This script inductively analyzes relationships between conditional values and their dependent substructures from XML files exported from the official website of Standard Korean Language Dictionary (標準國語大辭典).1
Tested with Python 3.9, but it would probably work with Python 3.8, and maybe even 3.7.

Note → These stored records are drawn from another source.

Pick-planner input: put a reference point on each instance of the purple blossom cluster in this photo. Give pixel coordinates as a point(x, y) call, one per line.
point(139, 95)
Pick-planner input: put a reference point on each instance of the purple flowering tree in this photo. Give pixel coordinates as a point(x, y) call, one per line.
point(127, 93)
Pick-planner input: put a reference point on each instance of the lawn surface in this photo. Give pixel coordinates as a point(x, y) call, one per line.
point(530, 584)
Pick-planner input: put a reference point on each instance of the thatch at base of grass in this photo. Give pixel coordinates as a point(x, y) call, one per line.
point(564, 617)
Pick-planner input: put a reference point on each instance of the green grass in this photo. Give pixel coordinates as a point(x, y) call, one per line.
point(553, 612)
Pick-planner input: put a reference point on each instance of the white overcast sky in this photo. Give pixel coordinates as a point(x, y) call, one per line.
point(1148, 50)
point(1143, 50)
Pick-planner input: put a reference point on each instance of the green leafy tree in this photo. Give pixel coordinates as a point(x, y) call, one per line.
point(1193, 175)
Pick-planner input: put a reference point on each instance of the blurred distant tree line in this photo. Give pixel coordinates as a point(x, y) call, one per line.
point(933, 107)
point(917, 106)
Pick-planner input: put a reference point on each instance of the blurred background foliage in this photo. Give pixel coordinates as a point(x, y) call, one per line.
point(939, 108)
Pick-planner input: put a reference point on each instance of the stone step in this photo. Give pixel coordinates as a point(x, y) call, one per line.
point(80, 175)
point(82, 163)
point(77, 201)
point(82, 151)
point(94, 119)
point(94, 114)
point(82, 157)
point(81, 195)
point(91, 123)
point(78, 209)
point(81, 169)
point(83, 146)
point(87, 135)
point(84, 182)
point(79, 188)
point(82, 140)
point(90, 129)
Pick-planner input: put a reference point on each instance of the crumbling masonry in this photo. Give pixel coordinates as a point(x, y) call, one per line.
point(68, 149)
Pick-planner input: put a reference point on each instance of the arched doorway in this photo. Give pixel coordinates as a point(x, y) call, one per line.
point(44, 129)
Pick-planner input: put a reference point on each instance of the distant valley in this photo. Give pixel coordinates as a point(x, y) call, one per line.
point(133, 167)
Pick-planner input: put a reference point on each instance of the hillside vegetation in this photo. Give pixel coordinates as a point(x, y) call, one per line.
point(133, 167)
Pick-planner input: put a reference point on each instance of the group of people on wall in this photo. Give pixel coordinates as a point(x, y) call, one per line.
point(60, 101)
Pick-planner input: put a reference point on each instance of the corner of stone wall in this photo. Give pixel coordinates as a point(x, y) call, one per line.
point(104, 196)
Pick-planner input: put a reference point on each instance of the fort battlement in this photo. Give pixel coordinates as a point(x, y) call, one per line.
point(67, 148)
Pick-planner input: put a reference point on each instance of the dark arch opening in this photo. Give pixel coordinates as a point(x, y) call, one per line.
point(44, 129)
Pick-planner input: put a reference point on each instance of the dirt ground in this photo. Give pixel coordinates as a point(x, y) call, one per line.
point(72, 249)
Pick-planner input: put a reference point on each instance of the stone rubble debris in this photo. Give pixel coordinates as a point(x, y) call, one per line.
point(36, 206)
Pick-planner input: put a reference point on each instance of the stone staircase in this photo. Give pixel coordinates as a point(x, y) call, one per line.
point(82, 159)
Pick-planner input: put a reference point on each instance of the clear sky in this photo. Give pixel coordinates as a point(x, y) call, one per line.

The usage is simple. Just pass all exported dictionary XML files into its arguments:
./analyze.py ./*.xml
Here's an example result (as of July 2022):
<pos>
(Common): comm_pattern_info, pos_code
동사:
구:
명사:
품사 없음:
부사:
형용사:
어미:
접사:
의존 명사:
대명사:
관형사:
보조 동사:
감탄사:
조사:
수사:
<unit>
(Common): link, link_target_code, type, word
의미:
어휘:
<word_type>
(Common): lexical_info, origin, original_language_info, pos_info, relation_info, word, word_unit
고유어: conju_info, pronunciation_info
한자어: conju_info, pronunciation_info
외래어: allomorph
혼종어: conju_info, pronunciation_info
<word_unit>
(Common): pos_info, word
단어: allomorph, conju_info, lexical_info, origin, original_language_info, pronunciation_info, relation_info, word_type
속담:
구: lexical_info, original_language_info, word_type
관용구:
I know it's trivial, but distributed under GPLv3 or later.
Footnotes
-
For your information, you need an account for stdict.korean.go.kr to download exported XML files. ↩